# Post-Translational Modification (PTM)
This tutorial shows hwo to process and analyse PTM data using msmu. We will use a mock oxidation-site dataset for demonstration.

## Load Required Libraries


In [10]:
import msmu as mm
import pandas as pd

## Data Preparation
In this tutorial, we will use peptide-level processed data from SAGE TMT workflow for both global protein and PTM data with code below. 

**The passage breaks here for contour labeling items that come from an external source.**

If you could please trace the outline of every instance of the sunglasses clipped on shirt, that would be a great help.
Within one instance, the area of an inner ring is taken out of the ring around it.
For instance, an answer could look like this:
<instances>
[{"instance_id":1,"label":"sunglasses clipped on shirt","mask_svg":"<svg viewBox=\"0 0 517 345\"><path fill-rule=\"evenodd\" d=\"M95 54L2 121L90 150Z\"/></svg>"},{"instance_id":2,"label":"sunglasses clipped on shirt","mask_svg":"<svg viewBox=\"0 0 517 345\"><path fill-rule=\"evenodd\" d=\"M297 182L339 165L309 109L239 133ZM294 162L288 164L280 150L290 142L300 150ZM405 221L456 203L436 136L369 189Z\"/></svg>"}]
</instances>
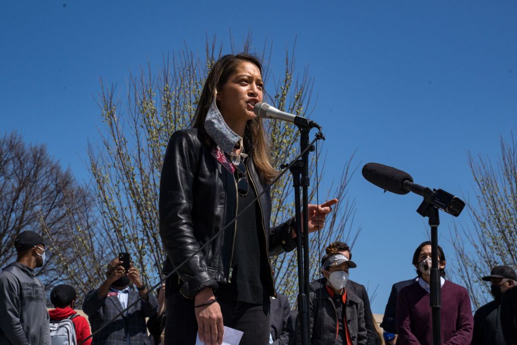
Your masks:
<instances>
[{"instance_id":1,"label":"sunglasses clipped on shirt","mask_svg":"<svg viewBox=\"0 0 517 345\"><path fill-rule=\"evenodd\" d=\"M234 165L237 173L237 191L241 197L245 197L248 194L248 176L246 175L246 167L244 160L241 160L238 165Z\"/></svg>"}]
</instances>

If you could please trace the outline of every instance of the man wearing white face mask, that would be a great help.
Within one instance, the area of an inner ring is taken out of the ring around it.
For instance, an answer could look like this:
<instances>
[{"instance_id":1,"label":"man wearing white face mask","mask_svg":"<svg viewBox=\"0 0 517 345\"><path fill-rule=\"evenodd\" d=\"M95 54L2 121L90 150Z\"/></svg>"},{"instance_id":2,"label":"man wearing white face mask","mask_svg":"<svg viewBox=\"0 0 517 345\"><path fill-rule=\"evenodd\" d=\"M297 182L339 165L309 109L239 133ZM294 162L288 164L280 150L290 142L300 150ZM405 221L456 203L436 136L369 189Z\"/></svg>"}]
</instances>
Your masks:
<instances>
[{"instance_id":1,"label":"man wearing white face mask","mask_svg":"<svg viewBox=\"0 0 517 345\"><path fill-rule=\"evenodd\" d=\"M0 344L51 343L45 289L34 274L43 266L47 244L34 231L14 241L16 262L0 273Z\"/></svg>"},{"instance_id":2,"label":"man wearing white face mask","mask_svg":"<svg viewBox=\"0 0 517 345\"><path fill-rule=\"evenodd\" d=\"M431 309L430 305L431 242L423 242L413 255L413 264L418 281L403 288L397 302L397 325L399 341L405 344L433 343ZM438 266L442 292L440 309L442 343L470 344L474 320L470 298L467 290L446 280L445 255L438 246Z\"/></svg>"},{"instance_id":3,"label":"man wearing white face mask","mask_svg":"<svg viewBox=\"0 0 517 345\"><path fill-rule=\"evenodd\" d=\"M364 304L345 288L348 268L357 265L333 247L327 247L326 251L322 258L322 272L327 284L309 295L311 343L366 345Z\"/></svg>"}]
</instances>

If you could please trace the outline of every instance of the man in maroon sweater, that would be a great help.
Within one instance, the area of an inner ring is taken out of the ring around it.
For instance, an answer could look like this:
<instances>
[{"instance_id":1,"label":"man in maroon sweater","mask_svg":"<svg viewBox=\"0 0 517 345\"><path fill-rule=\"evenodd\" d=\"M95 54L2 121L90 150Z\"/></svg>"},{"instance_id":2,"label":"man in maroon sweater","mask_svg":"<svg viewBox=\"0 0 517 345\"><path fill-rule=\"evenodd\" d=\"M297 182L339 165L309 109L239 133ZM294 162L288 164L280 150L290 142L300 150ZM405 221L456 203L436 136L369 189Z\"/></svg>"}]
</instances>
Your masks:
<instances>
[{"instance_id":1,"label":"man in maroon sweater","mask_svg":"<svg viewBox=\"0 0 517 345\"><path fill-rule=\"evenodd\" d=\"M445 256L438 247L442 286L442 343L467 345L470 343L474 320L470 298L467 290L444 279ZM397 303L397 329L401 345L433 343L431 309L429 303L431 280L431 242L422 243L415 252L413 264L419 279L403 288Z\"/></svg>"}]
</instances>

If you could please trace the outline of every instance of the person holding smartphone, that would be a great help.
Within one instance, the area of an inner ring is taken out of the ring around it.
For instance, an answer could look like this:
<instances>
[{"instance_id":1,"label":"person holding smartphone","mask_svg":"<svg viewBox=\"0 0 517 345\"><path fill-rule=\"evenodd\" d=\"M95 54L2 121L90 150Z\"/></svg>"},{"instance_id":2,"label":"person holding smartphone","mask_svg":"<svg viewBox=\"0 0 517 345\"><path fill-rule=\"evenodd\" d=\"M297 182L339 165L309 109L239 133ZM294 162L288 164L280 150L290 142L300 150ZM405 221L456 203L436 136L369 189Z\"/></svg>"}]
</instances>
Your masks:
<instances>
[{"instance_id":1,"label":"person holding smartphone","mask_svg":"<svg viewBox=\"0 0 517 345\"><path fill-rule=\"evenodd\" d=\"M129 261L129 254L119 256ZM138 270L130 262L121 261L119 258L115 258L108 264L106 280L98 289L88 293L83 304L83 310L88 316L92 333L124 311L115 321L93 336L92 345L149 343L145 318L156 314L158 301L153 294L139 299L147 292L147 287L142 282ZM125 264L126 267L129 266L127 271ZM134 286L136 291L130 289L130 286ZM125 310L137 299L136 305Z\"/></svg>"}]
</instances>

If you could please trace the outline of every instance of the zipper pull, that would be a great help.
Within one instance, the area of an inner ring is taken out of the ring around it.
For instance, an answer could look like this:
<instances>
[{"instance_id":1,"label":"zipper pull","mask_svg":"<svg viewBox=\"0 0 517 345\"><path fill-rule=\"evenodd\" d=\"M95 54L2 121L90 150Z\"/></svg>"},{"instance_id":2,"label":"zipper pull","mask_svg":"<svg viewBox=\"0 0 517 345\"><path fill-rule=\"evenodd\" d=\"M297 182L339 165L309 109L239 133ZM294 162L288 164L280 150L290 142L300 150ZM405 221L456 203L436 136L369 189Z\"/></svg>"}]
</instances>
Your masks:
<instances>
[{"instance_id":1,"label":"zipper pull","mask_svg":"<svg viewBox=\"0 0 517 345\"><path fill-rule=\"evenodd\" d=\"M233 268L230 269L230 275L228 276L228 283L232 282L232 274L233 273Z\"/></svg>"}]
</instances>

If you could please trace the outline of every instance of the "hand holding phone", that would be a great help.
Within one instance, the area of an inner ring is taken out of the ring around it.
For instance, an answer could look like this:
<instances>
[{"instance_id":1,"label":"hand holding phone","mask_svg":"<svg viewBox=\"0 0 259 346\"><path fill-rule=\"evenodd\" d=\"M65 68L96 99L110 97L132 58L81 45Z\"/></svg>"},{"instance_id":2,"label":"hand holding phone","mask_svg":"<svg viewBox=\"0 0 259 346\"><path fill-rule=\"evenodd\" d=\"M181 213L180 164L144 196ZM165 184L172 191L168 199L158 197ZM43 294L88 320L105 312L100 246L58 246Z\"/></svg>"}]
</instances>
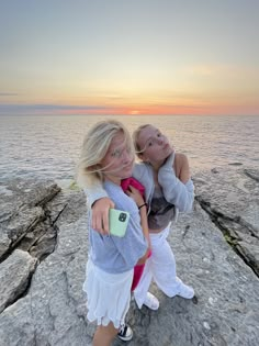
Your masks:
<instances>
[{"instance_id":1,"label":"hand holding phone","mask_svg":"<svg viewBox=\"0 0 259 346\"><path fill-rule=\"evenodd\" d=\"M130 213L123 210L110 209L109 211L109 227L112 235L123 237L126 233Z\"/></svg>"}]
</instances>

More details about SAGE TMT data processing can be found in [DDA - TMT](./dda-tmt) tutorial section.


In [29]:
base_dir = "https://raw.githubusercontent.com/bertis-informatics/msmu/refs/heads/dev/data/sage_tmt"
sage_idents = f"{base_dir}/sage/results.sage.tsv"
sage_quants = f"{base_dir}/sage/tmt.tsv"
meta = f"{base_dir}/meta.csv"

ptm_mdata = mm.read_sage(identification_file=sage_idents, quantification_file=sage_quants, label="tmt")

meta_df = pd.read_csv("https://raw.githubusercontent.com/bertis-informatics/msmu/refs/heads/dev/data/sage_tmt/meta.csv")
meta_df = meta_df.set_index("tag")  # set the index to match sample id in ptm_mdata.obs

ptm_mdata.obs = ptm_mdata.obs.join(meta_df)
ptm_mdata.push_obs()  # update all modalities with the new obs data

ptm_mdata = mm.pp.add_filter(ptm_mdata, modality="psm", column="q_value", keep="lt", value=0.01)
ptm_mdata = mm.pp.add_filter(ptm_mdata, modality="psm", column="proteins", keep="not_contains", value="contam_")
ptm_mdata = mm.pp.apply_filter(ptm_mdata, modality="psm")

ptm_mdata = mm.pp.to_peptide(ptm_mdata)
ptm_mdata = mm.pp.log2_transform(ptm_mdata, modality="peptide")
ptm_mdata = mm.pp.normalise(ptm_mdata, modality="peptide", method="median")

ptm_mdata = mm.pp.add_filter(ptm_mdata, modality="peptide", column="q_value", keep="lt", value=0.01)
ptm_mdata = mm.pp.apply_filter(ptm_mdata, modality="peptide")

ptm_mdata

INFO - Identification file loaded: (5000, 40)
INFO - Quantification file loaded: (5000, 9)
INFO - Decoy entries separated: (1195, 13)
INFO - Peptide-level identifications: 2204 (2151 at 1% FDR)


Building new peptide quantification data.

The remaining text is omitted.